Last month, talk show host Tavis Smiley’s annual “Black Agenda” conference included a panel which heavily criticized Obama for failing to directly address a range of difficult social problems which still plague Black America. Indeed, Smiley has become a consistent critic.
Smiley has every right to score the president’s accomplishments and failures as he sees fit. But it is naive for him to expect that the nation’s first Black president will champion an exclusively Black “agenda,” any more than John F. Kennedy, the nation’s first Catholic president, issued a “Catholic agenda.” Obama was not elected the president of Black America. He’s the president of the entire country.
Still, Obama hasn’t ignored those detractors. Perhaps that’s why he met with a group of Black preachers, including Atlanta’s T. DeWitt Smith, head of the Progressive National Baptist Convention, on Tuesday. Here’s hoping he took the opportunity to point out that his policies benefit Black Americans, too.
According to Families USA, a health care advocacy group, 40 percent of Blacks reported being uninsured during some portion of 2007-2008, compared to about 26 percent of whites. Black or white, they will be able to afford health insurance as a result of the new law, which Obama made a priority.
The president also battled entrenched interests to change the student-loan program, which freed up money to give a slight funding increase to Pell grants. Many Black students will benefit from the boost in tuition assistance, just as many white and brown students will.
But the most significant assistance that Obama is providing to Black students — to all students, actually — lies in his promising reform plan for elementary and secondary education. The new emphasis on charter schools and merit pay has the potential for bringing the best and brightest teachers into public school classrooms, while weeding out the incompetent and uninspired.
There are few things that the federal government can do that have a more significant effect on children than helping them to get a good education. For Black kids, that’s crucial. The difference between those Black Americans who have achieved mainstream success and those mired in poverty lies, for the most party, in the difference in acadmic achievement.
For Black boys, who have fallen behind Black girls in educational attainment, a “Black agenda” could be constructed around this issue alone. Black women now graduate from college at twice the rate of Black men.

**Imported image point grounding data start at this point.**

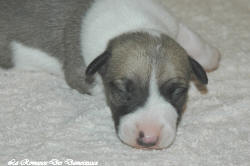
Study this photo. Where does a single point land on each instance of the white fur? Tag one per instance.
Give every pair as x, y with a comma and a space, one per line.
204, 53
155, 112
110, 18
27, 58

It’s true that college-educated Black workers have a higher unemployment rate than college-educated white workers — a commentary on a “post-racial” America. But it’s also true that college-educated Black men and women will fare much better than their less-educated counterparts.
So far, few Black opinion-makers have zeroed in on Obama’s education reform plans. That reticence may stem from an ambivalence — or hostility — toward the reforms from a mainstay of the Black middle-class: teachers. Teachers’ groups have not exactly rallied in support of Obama’s plans.
(Georgia may have lost out in Round 1 of Race to the Top because it didn’t get state-wide buy-in from teachers’ groups. Some teachers remain especially critical of merit pay.)
Still, his emphasis on teacher accountability has the potential for doing more to shake up public education than any reforms of the last two decades. Obama may not have a plan for reducing the Black-on-Black homicide rate (who does?) or shoring up Black marriage (other than serving as a good role model), but, if he can boost educational achievement for all children — including those who are poor and Black — that would certainly qualify as progress. Let’s call that an American agenda.